Using an ASP.NET handler to output a CSV file

I wanted a ASP.NET handler to output some data as a CSV file with the most likely target being to open it in Excel.

I had the following problems to resolve:

  1. Force download rather than opening in IE.

  2. Numbers beginning with zeros (0) must not be stripped off in Excel.

  3. Creating the CSV from an XML file using XSLT.

  4. Decoding entities (e.g. &amp;) in XSLT.

  5. Accessing Session State from the handler code.
So lets look at these in order ...

1. Force download rather than opening in IE.

This one is fairly simple to resolve with some addition of headers:

context.Response.ContentType = "text/csv";
context.Response.AddHeader("Content-Disposition", "inline; filename=\"file.csv\"");

The only thing to look out for here is to use Response.AddHeader rather than the Response.Headers collection as it won't work on most IIS platforms.

2. Numbers beginning with zeros (0) must not be stripped off in Excel.

This solution is a disappointing but effective one. Enclose the number in quotes with a leading equals sign.

So 01234 becomes ="001234"

This is a very Excel bias solution but was good enough for me. Another solution is to lead with a single quote but unfortunately this will initially show in the Excel cell until the user 'edits' the cell then it disappears.

3. Creating the CSV from an XML file using XSLT.

This is fairly straightforward, here's the XSLT:

<xsl:stylesheet version="1.0" xsl="http://www.w3.org/1999/XSL/Transform" msxsl="urn:schemas-microsoft-com:xslt" prefixes="msxsl">
<xsl:output method="text" encoding="utf-8">

<xsl:template match="doc">
<xsl:apply-templates select="row">
</xsl:apply-templates>

<xsl:template match="row">
<xsl:for-each select="*">
<xsl:value-of select="." disable-output-escaping="yes" />
<xsl:if test="position() != last()">
<xsl:value-of select="','" />
</xsl:if>
</xsl:for-each>
<xsl:text>&#10;</xsl:text>
</xsl:template>
</xsl:stylesheet>

This assumes an Xml document hierarchy of doc > row > fields.

This is fine except that often you want to output only certain fields, perhaps in a particular format, and show the field headings in the first row. The above can be adapted for this by swapping out the "for-each" for a "value-of" naming each field individually.

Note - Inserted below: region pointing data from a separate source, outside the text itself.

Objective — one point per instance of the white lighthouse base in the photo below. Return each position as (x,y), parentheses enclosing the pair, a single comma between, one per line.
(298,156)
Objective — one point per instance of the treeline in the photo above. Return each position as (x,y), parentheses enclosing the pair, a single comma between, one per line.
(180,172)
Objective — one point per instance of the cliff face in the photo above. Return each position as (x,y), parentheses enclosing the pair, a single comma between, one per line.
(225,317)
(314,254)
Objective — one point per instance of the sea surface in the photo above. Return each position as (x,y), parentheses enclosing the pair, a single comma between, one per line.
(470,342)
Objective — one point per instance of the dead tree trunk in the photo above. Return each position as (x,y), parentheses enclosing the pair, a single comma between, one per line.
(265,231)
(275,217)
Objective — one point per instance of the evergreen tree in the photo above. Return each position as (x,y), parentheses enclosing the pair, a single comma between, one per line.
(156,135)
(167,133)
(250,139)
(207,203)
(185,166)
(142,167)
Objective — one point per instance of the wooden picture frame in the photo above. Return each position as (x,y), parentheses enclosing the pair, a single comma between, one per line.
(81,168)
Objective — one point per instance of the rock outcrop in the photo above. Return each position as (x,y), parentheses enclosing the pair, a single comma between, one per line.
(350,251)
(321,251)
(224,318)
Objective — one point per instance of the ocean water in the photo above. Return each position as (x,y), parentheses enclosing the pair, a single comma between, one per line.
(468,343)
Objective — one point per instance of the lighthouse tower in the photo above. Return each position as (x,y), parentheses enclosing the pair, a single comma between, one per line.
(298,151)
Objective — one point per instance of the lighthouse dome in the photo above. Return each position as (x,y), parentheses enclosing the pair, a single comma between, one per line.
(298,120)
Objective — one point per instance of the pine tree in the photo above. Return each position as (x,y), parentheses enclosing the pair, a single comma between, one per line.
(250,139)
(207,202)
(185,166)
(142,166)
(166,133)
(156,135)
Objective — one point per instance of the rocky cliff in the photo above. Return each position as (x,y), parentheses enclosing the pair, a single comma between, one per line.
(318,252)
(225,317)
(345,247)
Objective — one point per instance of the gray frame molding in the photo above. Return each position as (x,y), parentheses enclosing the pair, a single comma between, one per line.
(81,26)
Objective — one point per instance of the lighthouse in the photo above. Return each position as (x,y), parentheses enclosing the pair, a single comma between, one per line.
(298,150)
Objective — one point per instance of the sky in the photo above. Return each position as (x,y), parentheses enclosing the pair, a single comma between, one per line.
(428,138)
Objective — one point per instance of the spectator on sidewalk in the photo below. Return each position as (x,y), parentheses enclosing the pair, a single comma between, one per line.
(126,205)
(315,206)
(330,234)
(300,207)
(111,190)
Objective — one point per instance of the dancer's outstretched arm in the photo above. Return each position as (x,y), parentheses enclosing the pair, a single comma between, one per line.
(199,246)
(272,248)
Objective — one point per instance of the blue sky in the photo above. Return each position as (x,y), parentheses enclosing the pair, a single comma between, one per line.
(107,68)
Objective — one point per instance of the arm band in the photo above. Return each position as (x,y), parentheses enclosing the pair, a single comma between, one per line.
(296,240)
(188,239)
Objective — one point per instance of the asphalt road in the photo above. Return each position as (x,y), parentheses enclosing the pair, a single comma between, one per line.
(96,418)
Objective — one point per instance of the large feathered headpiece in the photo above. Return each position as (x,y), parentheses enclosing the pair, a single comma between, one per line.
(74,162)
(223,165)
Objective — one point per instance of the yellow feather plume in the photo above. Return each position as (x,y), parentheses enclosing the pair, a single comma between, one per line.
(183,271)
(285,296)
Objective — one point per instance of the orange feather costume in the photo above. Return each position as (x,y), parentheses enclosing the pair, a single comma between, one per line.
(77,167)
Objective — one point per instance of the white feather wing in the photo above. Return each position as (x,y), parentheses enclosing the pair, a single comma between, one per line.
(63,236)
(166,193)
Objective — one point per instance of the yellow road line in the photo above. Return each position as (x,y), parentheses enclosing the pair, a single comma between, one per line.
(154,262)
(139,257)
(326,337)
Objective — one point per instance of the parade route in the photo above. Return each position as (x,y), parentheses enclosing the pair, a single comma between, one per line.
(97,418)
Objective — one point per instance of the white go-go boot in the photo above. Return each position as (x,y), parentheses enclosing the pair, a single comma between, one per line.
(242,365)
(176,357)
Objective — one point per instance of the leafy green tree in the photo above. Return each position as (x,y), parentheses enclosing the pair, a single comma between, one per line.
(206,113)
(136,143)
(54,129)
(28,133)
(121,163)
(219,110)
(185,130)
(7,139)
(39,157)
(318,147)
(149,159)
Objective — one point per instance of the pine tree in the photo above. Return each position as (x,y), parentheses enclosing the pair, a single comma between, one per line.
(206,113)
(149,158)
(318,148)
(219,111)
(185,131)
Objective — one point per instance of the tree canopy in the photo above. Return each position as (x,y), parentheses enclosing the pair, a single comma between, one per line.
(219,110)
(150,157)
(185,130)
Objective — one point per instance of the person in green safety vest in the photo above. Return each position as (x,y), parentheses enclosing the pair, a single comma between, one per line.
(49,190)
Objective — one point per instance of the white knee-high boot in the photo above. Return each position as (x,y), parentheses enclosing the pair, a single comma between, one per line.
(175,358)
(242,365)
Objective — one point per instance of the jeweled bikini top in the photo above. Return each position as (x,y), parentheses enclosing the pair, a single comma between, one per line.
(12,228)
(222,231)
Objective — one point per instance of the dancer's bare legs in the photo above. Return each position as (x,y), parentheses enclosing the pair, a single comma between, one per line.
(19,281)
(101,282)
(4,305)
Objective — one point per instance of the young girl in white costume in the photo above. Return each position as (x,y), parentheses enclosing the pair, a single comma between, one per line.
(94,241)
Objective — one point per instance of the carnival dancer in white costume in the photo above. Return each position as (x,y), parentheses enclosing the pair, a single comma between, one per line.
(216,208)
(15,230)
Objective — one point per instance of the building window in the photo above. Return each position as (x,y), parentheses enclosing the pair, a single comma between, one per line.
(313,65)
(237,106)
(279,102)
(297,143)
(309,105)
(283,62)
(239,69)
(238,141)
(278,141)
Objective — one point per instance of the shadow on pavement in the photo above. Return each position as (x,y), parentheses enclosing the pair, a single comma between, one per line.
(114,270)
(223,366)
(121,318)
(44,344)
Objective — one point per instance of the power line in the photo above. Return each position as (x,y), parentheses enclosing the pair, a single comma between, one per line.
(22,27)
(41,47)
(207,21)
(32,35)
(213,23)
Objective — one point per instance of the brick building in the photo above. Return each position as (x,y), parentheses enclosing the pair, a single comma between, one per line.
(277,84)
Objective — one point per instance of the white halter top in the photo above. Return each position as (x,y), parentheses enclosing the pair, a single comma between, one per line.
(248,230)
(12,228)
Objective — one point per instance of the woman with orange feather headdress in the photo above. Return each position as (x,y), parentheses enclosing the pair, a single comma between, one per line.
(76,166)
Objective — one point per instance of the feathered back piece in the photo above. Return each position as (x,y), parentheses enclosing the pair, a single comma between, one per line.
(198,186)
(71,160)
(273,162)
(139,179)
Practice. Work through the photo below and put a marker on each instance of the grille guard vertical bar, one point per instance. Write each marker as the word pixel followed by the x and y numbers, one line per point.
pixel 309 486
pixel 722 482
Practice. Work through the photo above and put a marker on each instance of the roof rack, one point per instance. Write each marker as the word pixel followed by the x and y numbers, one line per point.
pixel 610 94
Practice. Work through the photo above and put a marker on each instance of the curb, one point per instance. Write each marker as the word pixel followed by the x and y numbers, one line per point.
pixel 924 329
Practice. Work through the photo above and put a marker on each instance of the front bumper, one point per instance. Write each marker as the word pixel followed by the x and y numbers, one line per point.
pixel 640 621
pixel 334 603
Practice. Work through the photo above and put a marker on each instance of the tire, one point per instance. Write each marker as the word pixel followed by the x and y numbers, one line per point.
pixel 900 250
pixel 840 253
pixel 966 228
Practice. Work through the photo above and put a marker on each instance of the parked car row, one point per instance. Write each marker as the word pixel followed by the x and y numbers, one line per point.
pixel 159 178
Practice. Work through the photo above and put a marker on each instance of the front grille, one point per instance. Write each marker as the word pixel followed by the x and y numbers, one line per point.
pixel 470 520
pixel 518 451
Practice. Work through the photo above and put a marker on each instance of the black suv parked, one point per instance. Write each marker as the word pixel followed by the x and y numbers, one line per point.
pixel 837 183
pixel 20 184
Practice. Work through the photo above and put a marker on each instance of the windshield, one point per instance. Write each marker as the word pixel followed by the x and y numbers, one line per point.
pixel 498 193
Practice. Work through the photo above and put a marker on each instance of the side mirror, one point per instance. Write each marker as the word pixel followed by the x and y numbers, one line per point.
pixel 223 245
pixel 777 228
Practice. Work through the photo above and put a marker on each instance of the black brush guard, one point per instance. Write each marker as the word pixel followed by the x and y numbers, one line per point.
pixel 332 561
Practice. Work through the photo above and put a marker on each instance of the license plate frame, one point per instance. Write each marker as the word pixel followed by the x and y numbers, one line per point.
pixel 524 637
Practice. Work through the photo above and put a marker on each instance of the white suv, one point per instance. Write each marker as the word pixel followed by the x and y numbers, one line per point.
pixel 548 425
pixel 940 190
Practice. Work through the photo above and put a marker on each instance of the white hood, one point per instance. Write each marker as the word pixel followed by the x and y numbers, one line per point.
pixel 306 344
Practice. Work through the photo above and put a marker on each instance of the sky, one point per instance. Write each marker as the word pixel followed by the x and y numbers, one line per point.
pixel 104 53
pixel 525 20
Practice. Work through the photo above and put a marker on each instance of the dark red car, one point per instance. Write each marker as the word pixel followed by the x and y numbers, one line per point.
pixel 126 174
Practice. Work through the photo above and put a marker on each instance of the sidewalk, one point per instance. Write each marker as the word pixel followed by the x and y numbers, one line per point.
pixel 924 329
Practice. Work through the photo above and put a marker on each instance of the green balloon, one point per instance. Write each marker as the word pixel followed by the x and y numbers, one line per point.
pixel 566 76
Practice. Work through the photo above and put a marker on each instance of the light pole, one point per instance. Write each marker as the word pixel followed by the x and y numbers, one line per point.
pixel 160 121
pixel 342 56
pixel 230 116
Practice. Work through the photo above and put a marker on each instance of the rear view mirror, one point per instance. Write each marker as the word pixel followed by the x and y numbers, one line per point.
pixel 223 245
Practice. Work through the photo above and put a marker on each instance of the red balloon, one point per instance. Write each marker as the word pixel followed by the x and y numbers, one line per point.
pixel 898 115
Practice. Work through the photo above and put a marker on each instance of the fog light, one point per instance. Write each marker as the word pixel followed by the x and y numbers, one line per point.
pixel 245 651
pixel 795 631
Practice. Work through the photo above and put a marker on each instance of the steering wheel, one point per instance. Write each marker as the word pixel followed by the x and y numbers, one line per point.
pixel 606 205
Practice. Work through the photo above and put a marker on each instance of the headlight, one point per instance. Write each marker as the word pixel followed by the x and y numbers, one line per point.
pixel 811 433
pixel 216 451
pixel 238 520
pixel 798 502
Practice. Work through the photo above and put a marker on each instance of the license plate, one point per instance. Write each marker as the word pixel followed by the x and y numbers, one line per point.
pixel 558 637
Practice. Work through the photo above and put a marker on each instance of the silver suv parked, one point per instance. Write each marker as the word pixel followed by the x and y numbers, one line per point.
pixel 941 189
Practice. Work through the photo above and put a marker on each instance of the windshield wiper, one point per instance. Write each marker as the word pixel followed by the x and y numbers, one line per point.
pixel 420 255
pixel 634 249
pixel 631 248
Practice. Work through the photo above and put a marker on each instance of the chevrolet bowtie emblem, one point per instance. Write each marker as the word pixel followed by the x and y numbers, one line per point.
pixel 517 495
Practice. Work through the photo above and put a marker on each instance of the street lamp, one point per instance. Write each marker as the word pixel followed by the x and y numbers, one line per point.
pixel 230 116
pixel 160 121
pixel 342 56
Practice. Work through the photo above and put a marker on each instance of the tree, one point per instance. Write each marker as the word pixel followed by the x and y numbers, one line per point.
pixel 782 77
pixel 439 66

4. Decoding entities (e.g. &amp;) in XSLT.

In the above Xslt you will notice that I have added disable-output-escaping which will do just that.

5. Accessing Session State from the handler code.

The class definition for a handler is by default:

public class CsvHandler : IHttpHandler

To indicate that you need session state too you need to add another interface although this is just a marker (probably should have been an attribute), I only need read access so:

public class CsvHandler : IHttpHandler, IReadOnlySessionState


Okay that covers all the issues listed above.